For as seriously as we do need to take social distancing, there are countless cases where it is simply being enforced to an absurd extent.
If we can go out grocery shopping so long as we’re six feet apart, you’d think that people should be allowed to attend church not only six feet apart from one another, but inside of their own cars. But you’d have thought wrong.
As the Washington Examiner’s Paul Bedard reports:
On Good Friday, Christianity’s most solemn day, lawyers for religious freedom are expanding their war on governors and mayors who have ordered an Easter church lockdown and ban on drive-in services due to the coronavirus.
Notable cases in Kansas, Virginia, Kentucky, and Mississippi argue that the orders violate the First Amendment and religious freedoms that the country was founded on.
And in Washington, Senate Majority Leader Mitch McConnell has strongly urged opponents to drive-in services to drop the ban. In a letter to Louisville Mayor Greg Fischer, a ban fan, the Kentucky senator urged, “Religious people should not be singled out for disfavored treatment.”

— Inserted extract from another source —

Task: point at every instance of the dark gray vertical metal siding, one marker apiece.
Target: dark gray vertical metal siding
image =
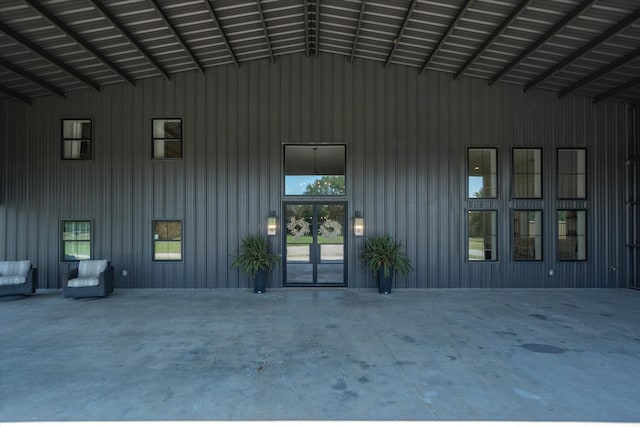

He added: “The government should not flatly prohibit religious gatherings that comply with CDC guidelines unless it has no other choice to stop COVID-19. And given that the government permits gatherings of people in vehicles in parking lots for commercial purposes, I believe the government has means to stop the spread of COVID-19 short of a flat ban on gatherings of people in vehicles for religious purposes.”
You can read the letter below:
McConnell 04-09-20 Letter by Paul Bedard on Scribd
Good for Mitch – I certainly don’t see any Democrats working to ensure that hundreds of millions of Americans can celebrate Easter as they please this Sunday.